This function calculates simultaneous confidence intervals for ratios of user-defined linear combinations, given a vector parameter estiamtes and a corresponding variance-covariance matrix. Beside unadjusted intervals, multiplicity adjustments are available using quantiles of a multivariate Normal- or t-distribution. The function provides a more general, but less user-friendly function to calculate ratios of mean parameters from linear (mixed models).

Usage

gsci.ratio(est, vcmat, Num.Contrast, Den.Contrast,
 degfree = NULL, conf.level = 0.95, alternative = "two.sided",
 adjusted = TRUE)

Arguments

est

A numeric vector of parameter estimates, for example coefficients of a linear model

vcmat

The corresponding variance-covariance matrix (Number of rows and columns should be the same as the length of the parameter vector)

Num.Contrast

Numerator contrast matrix, where the number of columns must be the same as the length of the parameter vector, and each row represents one contrast

Den.Contrast

Denominator contrast matrix, where the number of columns must be the same as the length of the parameter vector, and each row represents one contrast

degfree

Degrees of freedom used for calculating quantiles of a (multivariate) t-distribution. If NULL, Normal approximations are used

conf.level

Simultaneous confidence level in case of adjusted == TRUE, and comparisonwise confidence level in case of adjusted == FALSE

alternative

a character string: "two.sided" for two-sided intervals, "less" for upper confidence limits, "greater" for lower confidence limits

adjusted

If TRUE, the simultaneous confidence level is controlled, otherwise the comparisonwise confidence level is used

Value

An object of class "sci.ratio" and "gsci.ratio", containing a list with elements:

estimate

point estimates of the ratios

CorrMat.est

estimate of the correlation matrix

Num.Contrast

matrix of contrasts used for the numerator of ratios

Den.Contrast

matrix of contrasts used for the denominator of ratios

conf.int

confidence interval estimates of the ratios

And some further elements to be passed to print and summary functions.

Details

Given a parameter vector and its corresponding covariance matrix from a linera model fit, approximate simultaneous confidence intervals for several ratios of linear combinations of these parameters are calculated. For simultaneous confidence intervals (adjusted=TRUE) the plug-in method is used (plugging the maximum likelihood estimates of the ratios to obtain the correlation matrix for calculating quantiles of a multivariate t or normal distribution).

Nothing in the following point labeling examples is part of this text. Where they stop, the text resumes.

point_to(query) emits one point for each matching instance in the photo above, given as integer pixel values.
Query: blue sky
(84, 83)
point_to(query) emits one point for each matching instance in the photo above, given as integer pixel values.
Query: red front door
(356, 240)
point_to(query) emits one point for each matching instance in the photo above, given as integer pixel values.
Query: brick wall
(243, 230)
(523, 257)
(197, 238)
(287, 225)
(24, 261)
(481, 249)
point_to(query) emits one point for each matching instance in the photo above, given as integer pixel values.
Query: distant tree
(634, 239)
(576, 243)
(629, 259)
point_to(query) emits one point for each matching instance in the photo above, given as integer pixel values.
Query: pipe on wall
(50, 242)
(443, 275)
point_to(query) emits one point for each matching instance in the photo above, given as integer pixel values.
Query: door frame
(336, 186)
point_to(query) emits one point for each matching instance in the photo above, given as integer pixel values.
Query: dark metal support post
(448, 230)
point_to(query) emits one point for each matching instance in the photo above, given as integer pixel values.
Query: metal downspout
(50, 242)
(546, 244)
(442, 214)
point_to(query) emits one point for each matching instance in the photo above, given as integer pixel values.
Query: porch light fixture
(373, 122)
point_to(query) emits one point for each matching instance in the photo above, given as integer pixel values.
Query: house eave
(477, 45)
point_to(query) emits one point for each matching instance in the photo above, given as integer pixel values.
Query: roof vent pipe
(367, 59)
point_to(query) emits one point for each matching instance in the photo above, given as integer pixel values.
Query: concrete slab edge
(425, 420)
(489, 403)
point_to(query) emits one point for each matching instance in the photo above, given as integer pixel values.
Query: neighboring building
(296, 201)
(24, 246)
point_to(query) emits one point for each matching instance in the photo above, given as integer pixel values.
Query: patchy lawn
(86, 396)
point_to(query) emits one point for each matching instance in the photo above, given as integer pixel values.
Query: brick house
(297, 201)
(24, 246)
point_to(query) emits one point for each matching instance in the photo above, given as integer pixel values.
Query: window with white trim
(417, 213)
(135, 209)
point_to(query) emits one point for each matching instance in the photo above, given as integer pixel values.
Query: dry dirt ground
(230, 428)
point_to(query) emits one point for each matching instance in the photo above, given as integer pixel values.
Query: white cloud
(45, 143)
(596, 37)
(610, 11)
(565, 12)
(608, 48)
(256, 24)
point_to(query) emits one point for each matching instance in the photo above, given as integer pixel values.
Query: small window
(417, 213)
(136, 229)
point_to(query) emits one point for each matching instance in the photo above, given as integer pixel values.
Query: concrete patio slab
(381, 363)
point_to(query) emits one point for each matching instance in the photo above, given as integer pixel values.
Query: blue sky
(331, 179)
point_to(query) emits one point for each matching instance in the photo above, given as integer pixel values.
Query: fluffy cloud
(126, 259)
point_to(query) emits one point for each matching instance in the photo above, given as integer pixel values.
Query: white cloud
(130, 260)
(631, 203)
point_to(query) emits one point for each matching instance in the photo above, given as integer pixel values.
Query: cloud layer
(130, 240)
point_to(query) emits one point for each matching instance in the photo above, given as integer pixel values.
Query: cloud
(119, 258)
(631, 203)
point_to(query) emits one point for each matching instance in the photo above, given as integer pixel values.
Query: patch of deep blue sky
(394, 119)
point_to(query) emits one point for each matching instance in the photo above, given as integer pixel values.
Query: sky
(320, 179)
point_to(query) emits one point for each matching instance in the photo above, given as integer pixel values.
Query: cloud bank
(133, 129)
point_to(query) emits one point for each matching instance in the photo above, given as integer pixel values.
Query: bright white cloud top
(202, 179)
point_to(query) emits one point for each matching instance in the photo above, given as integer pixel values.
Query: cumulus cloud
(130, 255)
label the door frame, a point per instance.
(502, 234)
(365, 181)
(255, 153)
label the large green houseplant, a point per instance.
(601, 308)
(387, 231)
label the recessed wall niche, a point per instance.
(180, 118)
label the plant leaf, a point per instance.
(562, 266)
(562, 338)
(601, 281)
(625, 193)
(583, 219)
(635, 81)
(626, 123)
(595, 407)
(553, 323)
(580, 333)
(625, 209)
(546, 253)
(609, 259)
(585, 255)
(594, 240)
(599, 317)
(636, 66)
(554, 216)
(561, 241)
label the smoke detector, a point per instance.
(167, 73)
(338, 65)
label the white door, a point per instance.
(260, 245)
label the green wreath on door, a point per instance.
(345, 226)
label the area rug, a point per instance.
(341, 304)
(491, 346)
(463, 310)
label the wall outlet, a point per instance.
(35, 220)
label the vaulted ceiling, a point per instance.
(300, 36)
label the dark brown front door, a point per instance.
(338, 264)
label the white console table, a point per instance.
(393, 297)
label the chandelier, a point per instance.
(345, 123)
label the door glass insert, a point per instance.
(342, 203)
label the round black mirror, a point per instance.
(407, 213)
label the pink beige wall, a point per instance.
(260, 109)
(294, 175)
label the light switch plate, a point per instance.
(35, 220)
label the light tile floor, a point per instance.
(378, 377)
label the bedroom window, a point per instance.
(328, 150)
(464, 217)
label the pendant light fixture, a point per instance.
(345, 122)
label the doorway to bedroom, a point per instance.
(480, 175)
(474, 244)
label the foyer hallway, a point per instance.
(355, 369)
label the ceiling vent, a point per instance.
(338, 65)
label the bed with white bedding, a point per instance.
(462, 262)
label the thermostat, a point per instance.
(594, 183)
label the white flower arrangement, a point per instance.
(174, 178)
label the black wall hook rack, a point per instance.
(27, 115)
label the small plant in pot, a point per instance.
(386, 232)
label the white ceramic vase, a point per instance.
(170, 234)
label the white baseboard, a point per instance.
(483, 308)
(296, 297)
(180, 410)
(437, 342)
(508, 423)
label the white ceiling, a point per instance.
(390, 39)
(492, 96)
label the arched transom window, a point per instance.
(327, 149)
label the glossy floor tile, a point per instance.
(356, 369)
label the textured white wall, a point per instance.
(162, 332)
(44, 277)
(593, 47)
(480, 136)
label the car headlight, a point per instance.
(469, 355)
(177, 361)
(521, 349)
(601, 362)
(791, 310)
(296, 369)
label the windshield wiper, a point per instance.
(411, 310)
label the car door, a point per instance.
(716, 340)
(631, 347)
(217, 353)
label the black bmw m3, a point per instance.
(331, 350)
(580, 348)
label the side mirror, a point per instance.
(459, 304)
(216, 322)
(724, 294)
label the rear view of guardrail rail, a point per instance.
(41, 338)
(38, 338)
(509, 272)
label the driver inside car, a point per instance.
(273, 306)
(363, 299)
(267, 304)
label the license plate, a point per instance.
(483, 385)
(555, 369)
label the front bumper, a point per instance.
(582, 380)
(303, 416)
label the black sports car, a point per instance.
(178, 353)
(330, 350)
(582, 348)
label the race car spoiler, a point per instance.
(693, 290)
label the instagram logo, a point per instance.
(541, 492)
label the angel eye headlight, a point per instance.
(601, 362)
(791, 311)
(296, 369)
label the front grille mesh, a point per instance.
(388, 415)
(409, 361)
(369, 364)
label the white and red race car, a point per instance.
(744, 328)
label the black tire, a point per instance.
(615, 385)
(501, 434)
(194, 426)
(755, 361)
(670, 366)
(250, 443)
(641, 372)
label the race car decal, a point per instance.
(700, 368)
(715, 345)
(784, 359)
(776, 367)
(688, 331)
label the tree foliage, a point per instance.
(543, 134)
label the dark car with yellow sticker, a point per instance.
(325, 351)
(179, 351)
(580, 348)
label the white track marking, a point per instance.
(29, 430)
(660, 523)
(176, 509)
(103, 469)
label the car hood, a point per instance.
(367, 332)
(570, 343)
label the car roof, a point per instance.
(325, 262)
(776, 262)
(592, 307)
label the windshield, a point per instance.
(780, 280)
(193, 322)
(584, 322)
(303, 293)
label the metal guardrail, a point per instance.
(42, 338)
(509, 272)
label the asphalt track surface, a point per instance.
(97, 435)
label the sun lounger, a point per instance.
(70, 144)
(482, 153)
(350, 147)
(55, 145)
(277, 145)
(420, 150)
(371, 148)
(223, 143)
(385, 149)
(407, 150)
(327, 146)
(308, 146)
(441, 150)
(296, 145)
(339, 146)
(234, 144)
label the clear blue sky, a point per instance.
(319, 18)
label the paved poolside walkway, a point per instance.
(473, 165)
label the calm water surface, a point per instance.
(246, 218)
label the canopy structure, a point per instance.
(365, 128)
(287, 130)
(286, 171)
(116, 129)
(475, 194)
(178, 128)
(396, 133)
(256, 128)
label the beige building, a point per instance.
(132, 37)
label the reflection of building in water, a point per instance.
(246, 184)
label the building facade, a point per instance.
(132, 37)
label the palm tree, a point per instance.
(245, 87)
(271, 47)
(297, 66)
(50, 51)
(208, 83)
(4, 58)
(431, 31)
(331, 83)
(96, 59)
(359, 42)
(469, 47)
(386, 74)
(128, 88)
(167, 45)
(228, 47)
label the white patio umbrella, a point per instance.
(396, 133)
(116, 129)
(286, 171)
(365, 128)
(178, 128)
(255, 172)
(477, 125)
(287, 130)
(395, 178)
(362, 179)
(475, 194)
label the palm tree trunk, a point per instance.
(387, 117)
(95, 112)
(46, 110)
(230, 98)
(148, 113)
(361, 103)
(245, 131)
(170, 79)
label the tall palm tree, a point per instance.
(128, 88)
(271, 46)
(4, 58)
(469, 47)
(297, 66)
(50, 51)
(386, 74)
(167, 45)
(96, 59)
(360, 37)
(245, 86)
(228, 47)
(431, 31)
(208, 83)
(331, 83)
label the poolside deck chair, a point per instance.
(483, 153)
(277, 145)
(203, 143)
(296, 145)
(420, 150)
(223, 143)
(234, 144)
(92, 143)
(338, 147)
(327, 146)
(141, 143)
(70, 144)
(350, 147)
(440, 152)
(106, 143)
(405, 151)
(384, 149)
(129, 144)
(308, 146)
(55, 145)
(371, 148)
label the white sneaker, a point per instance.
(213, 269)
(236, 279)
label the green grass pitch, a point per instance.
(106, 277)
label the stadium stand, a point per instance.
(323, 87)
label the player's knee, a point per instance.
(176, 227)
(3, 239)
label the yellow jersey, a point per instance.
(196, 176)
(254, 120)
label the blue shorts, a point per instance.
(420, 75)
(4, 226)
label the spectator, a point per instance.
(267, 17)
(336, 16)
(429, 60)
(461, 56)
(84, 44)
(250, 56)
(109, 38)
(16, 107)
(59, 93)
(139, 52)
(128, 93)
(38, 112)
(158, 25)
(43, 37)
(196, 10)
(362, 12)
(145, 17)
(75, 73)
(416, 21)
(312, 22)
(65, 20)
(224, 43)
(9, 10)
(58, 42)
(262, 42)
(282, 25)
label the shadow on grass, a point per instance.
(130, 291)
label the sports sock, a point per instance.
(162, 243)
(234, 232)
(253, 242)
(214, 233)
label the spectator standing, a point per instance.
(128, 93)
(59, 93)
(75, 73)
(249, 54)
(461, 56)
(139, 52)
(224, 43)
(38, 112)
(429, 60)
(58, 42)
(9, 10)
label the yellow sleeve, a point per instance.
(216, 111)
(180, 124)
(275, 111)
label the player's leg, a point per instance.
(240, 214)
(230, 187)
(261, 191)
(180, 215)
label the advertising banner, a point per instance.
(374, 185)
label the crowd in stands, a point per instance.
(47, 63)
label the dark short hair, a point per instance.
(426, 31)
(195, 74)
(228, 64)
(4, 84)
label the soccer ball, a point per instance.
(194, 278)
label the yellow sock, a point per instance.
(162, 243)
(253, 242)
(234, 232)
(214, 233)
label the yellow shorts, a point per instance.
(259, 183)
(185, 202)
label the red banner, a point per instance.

Linear combinations can be defined by providing matrices for the nominator and the denominator; some pre-defined contrasts can be constructed by the function contrMatRatio. (These may be weighted for different sample sizes.)

References

The general methodology of constructing inference for ratios of linear model parameters can be found in:

Zerbe G.O., (1978): On Fieller's Theorem and the General Linear Model. The American Statistician 32(3), 103-105.

Young D.A., Zerbe G.O., Hay W.W. (1997): Fieller's Theorem, Scheffe's simultaneous confidence intervals, and ratios of parameters of linear and nonlinear mixed-effect models. Biometrics 53(3), 835-847.

Djira G.D.(2010): Relative Potency Estimation in Parallel-Line Assays - Method Comparison and Some Extensions. Communications in Statistics - Theory and Methods 39(7), 1180-1189.

However, when adjusted=TRUE, the quantiles are not obtained as described in Zerbe(1978) or Young et al. (1997), but by adapting the 'plug-in' method described for the completely randomized one-way layout in

Dilba, G., Bretz, F., and Guiard, V. (2006): Simultaneous confidence sets and confidence intervals for multiple ratios. Journal of Statistical Planning and Inference 136, 2640-2658.

A simulation study of the performance of these methods in linear mixed models:

Schaarschmidt and Djira(2016): Simultaneous Confidence Intervals for Ratios of Fixed Effect Parameters in Linear Mixed Models. Communications in Statistics - Simulation and Computation 45:5, 1704-1717. DOI: 10.1080/03610918.2013.849741

See Also

glht(multcomp) for simultaneous CI of differences of means, and function sci.ratio.gen(mratios)

Examples

Run this code
# NOT RUN {
library(mratios)

##############################################################

# A 90-days chronic toxicity assay:
# Which of the doses (groups 2,3,4) do not show a decrease in
# bodyweight more pronounced than 90 percent of the bodyweight
# in the control group?

#############################################################

data(BW)
boxplot(Weight~Dose,data=BW)

lmfit <- lm(Weight~Dose-1, data=BW)
est <- coefficients(lmfit)
vc <- vcov(lmfit)
CMAT <- contrMatRatio(table(BW$Dose), type="Dunnett")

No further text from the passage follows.